Hidup di dunia digital dan senantiasa terhubung dengan internet membuat manusia tak pernah ketinggalan arus informasi, akses maupun berkomunikasi cenderung lebih bebas.
”Namun, bebas jangan diartikan tanpa aturan dan etika apalagi lupa norma. Jangan sampai sikap kita dalam berinteraksi justru merepotkan dan membawa kita kepada hal yang tidak baik,” kata praktisi pendidikan Imam Wicaksono saat menjadi pembicara webinar literasi digital bertema “Menyikapi Kesenjangan Digital Antar Gender dan Kelas Sosial” yang digelar Kementerian Kominfo untuk masyarakat Kabupaten Tegal, Jawa Tengah, Senin (1/11/2021).
Dalam webinar yang diikuti 300-an peserta itu, Imam mengatakan negara Indonesia telah memberi jaminan kebebasan berpendapat, berekspresi, dan menyampaikan ide atau pemikiran. Oleh sebab itu hendaknya kebebasan yang diberikan tersebut bisa digunakan untuk memfasilitasi segala hal positif untuk membangun masa depan bangsa.
”Berkomentar di sosial media hendaknya bijaksana, banyak teman keluarga hingga mitra kerja bisa memantau aktifitas kita. Aplikasi chatting memfasilitasi kita untuk bertemu dengan teman-teman baru maka sikap yang senantiasa positif pasti dibutuhkan,” ujarnya.
Imam mengatakan, di marketplace pun kita juga harus tidak kalah hati-hati. Jangan sampai komentar kita membuat buruk citra positif yang sudah dibangun oleh suatu usaha. Menurutnya, meskipun penggunaan sosial media sudah makin luas, namun sayangnya banyak orang yang belum memahami bagaimana berkomunikasi dengan baik di dunia maya.
”Tidak sedikit pula yang asal berkomentar tanpa memikirkan akibat bagi orang lain yang membacanya,” tutur Iman.
Imam menyarankan saat berkomunikasi, agar menyebut nama lawan bicaranya. Sebab dengan menyebut nama lawan bicara menjadi simbol sebuah penghormatan dan perhatian. Katakan atau tuliskan kembali pesan yang sudah disampaikan sebagai bentuk fokus kita.
”Kesabaran dalam obrolan diwujudkan dengan menjadi penyimak yang baik, santun berbalas pendapat mengindikasikan obrolan berjalan dengan baik,” kata dia.
Imam menambahkan, dunia digital membutuhkan kecakapan menulis. ”Tulis kalimat pendek-pendek. Gunakan kalimat pendek dengan struktur yang jelas agar penerima pesan mudah memahami dan tidak terjadi salah tafsir,” ujarnya. Hal dasar ini sering diabaikan memang terlihat sederhana namun bila tidak diasah justru akan menunjukkan kapasitas pendidikan kita.

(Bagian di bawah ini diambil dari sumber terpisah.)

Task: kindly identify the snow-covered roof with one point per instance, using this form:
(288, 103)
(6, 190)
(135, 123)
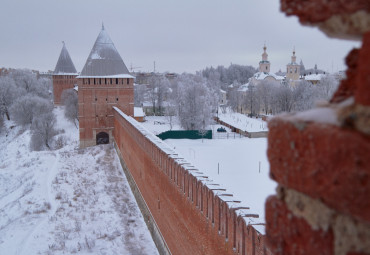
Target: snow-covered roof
(104, 59)
(243, 88)
(65, 65)
(313, 77)
(138, 112)
(106, 76)
(263, 75)
(293, 64)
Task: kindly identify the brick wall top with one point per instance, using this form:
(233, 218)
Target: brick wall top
(224, 219)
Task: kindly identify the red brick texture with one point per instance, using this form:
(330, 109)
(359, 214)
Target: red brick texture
(96, 98)
(288, 234)
(315, 11)
(347, 87)
(190, 217)
(325, 165)
(61, 83)
(323, 162)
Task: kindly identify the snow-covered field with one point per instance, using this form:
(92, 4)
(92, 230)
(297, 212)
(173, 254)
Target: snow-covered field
(242, 121)
(66, 201)
(239, 165)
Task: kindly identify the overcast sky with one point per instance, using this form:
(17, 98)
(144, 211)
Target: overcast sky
(180, 36)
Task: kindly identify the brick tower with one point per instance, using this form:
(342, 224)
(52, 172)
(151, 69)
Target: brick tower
(64, 76)
(104, 82)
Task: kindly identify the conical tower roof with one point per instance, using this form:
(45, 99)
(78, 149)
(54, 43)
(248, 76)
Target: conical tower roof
(104, 59)
(65, 64)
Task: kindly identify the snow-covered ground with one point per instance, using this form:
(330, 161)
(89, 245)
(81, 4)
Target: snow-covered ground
(159, 124)
(239, 165)
(66, 201)
(242, 121)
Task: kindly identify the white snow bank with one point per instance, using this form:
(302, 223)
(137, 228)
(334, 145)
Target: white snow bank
(66, 201)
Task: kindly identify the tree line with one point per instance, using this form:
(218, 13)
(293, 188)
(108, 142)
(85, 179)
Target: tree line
(27, 100)
(193, 98)
(273, 97)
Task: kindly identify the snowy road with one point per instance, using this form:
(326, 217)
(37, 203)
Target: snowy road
(66, 201)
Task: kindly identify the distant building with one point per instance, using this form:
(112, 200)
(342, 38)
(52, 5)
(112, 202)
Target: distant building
(264, 71)
(293, 70)
(64, 75)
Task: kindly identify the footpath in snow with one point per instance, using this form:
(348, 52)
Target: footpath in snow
(66, 201)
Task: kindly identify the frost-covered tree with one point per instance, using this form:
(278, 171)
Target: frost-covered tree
(195, 102)
(25, 108)
(326, 87)
(8, 93)
(304, 96)
(43, 130)
(70, 101)
(228, 75)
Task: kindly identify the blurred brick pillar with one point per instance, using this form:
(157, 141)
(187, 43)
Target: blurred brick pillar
(321, 158)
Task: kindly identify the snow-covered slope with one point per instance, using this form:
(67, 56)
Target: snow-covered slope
(66, 201)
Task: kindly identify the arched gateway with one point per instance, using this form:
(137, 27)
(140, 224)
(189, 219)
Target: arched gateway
(102, 138)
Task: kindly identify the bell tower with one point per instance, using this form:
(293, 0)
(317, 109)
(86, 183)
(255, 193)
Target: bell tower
(264, 63)
(293, 69)
(104, 82)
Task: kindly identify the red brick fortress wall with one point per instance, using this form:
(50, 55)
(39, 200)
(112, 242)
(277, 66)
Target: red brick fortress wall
(61, 83)
(320, 158)
(190, 216)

Narasumber lain, dosen FISIP Unpar Indraswari mengatakan dalam sebagian kasus kejahatan online seperti penyebaran berita bohong, ujaran kebencian perundungan kekerasan berbasis gender online penipuan online terjadi karena minimnya kompetensi digital.
”Korban biasanya minim dalam hal mengakses, menyeleksi, memahami, menganalisis, memverifikasi dan mengevaluasi informasi di dunia digital yang mengakibatkan mereka terjerat dalam kejahatan tersebut,” katanya
Indraswari mengatakan, institusi negara menyikapi perlu menyikapi kesenjangan literasi ini dari sisi etika digital. Contoh menyediakan bansos perangkat digital dan kuota internet bagi perempuan dan kelompok miskin. Ini dilakukan antara lain di bidang pendidikan melalui program BOS.
”Lalu juga pelatihan literasi digital sudah dilakukan antara lain melalui gerakan nasional literasi digital sehingga perlu ditingkatkan pelatihan yang ditujukan khusus kepada perempuan dan kelompok miskin,” kata Indraswari.
Webinar yang dimoderatori Safiera Al Jufry itu juga menghadirkan narasumber dosen IBN Tegal Syamsul Falah, Princeton Bridge Year On-Site Director Indonesia Sani Widowati, serta Putri Juniawan selaku key opinion leader.